Positivity of entropy in the semiclassical theory of black holes and radiation

Abstract

Quantum stress-energy tensors of fields renormalized on a Schwarzschild background violate the classical energy conditions near the black hole. Nevertheless, the associated equilibrium thermodynamical entropy $\Delta S$ by which such fields augment the usual black hole entropy is found to be positive. More precisely, the derivative of $\Delta S$ with respect to the radius, at a fixed black hole mass, is found to vanish at the horizon for all regular renormalized stress-energy quantum tensors. For the cases of conformal scalar fields and U(1) gauge fields, the corresponding second derivative is positive, indicating that $\Delta S$ has a local minimum there.
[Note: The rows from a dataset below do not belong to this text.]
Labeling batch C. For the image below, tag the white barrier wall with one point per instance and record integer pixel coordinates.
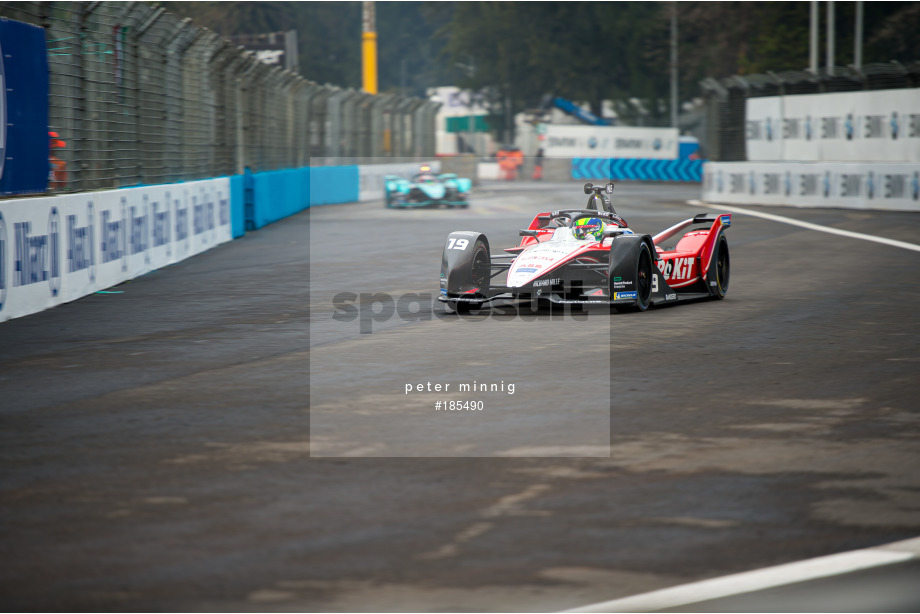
(818, 184)
(57, 249)
(870, 126)
(610, 142)
(371, 176)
Explicit calculation shows that indeed $\Delta S$ increases monotonically for an increasing radius and is positive. (The same conclusions hold for a massless spin-½ field, but the accuracy of the stress-energy tensor we employ has not been confirmed, in contrast with the scalar and vector cases.) None of these results would hold if the back reaction of the radiation on the spacetime geometry were ignored; consequently, one must regard $\Delta S$ as arising from both the radiation fields and their effects on the gravitational field. The back reaction, no matter how "small," is therefore always significant in describing thermal properties of the spacetime geometries and fields near black holes.